Prima il tavolo con i capigruppo, alle 11, poi il voto in Aula, alle 16.30, per calendarizzazione della norma. Oggi, martedì 6 luglio, è il giorno decisivo per conoscere il destino del ddl Zan, la prima legge in Italia che riconosce le aggravanti nei reati di discriminazione e violenza per motivi relativi alla disabilità, al sesso, al genere, all’orientamento sessuale e all’identità di genere. Ed è proprio su quest’ultima categorizzazione che sono arrivate molte critiche alla norma che porta il nome del deputato del Pd, Alessandro Zan. Open lo ha intervistato nella giornata in cui i senatori decideranno se spianare la strada al disegno di legge, oppure continuare a cercare mediazioni che rischiano di ritardare, e forse accantonare per sempre in questa legislatura, l’approvazione della norma.


Zan, perché è importante conservare nella legge il concetto di identità di genere, quello che lo stesso Renzi ha chiesto di stralciare dal testo?


«L’identità di genere non è un concetto, è un diritto umano fondamentale già presente nel nostro ordinamento, riconosciuto da sentenze della Corte Costituzionale e da trattati internazionali che l’Italia ha sottoscritto, come la Convenzione di Istanbul.
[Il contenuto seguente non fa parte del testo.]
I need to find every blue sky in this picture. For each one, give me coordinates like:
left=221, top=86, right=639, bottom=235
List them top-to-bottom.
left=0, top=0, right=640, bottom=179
Conservare questa definizione è necessario per rispettare il principio di tassatività della norma penale: è uno strumento che si dà alla magistratura per perseguire i crimini non solo contro le persone trans, ma anche, ad esempio, contro la comunità non-binary o intersex. Per questo “identità transessuale” risulterebbe limitante e discriminatoria. La questione del self-id con questa legge non c’entra nulla, è una fake news delle destre».

Lei stesso è stato firmatario della legge che porta il nome del deputato di Italia Viva, Ivan Scalfarotto. Perché, adesso, ritiene che non ci si possa più accordare per recuperare quel testo?

«Il punto è che ci siamo già accordati un anno fa: il testo di Ivan Scalfarotto è confluito nel testo base del ddl Zan, superando quella terminologia per arrivare a quella approvata anche da Italia Viva alla Camera. Ho sottoscritto la proposta di Scalfarotto perché l’obiettivo era il medesimo, ben consapevole che poi il Parlamento è il luogo dove arrivare a un’evoluzione del testo stesso. Dirò di più: la definizione di identità di genere è stata inserita nel ddl Zan proprio da un emendamento di Lucia Annibali, deputata di Italia Viva, che ha fatto un lavoro straordinario, su richiesta della ministra Bonetti. Perciò dico che queste proposte di modifica ora sono insostenibili, in primis da parte loro».

A questo punto, è meglio andare alla conta dei voti in Senato rischiando di non veder passare il ddl e attribuendo la responsabilità della bocciatura agli ex compagni del Pd, ora in Italia Viva?

«Va ristabilita un pò di chiarezza: con i voti di Italia Viva la maggioranza c’è e il ddl Zan diventa legge dello Stato. Ps, M5s, Leu e Autonomie sono compatti e chiari, Italia Viva faccia lo stesso, rispetti gli accordi presi e il Senato approverà la legge. Non siamo noi a volerla attribuire, sono loro che si devono assumere la responsabilità di votare un testo che hanno già contribuito ad approvare in un ramo del parlamento».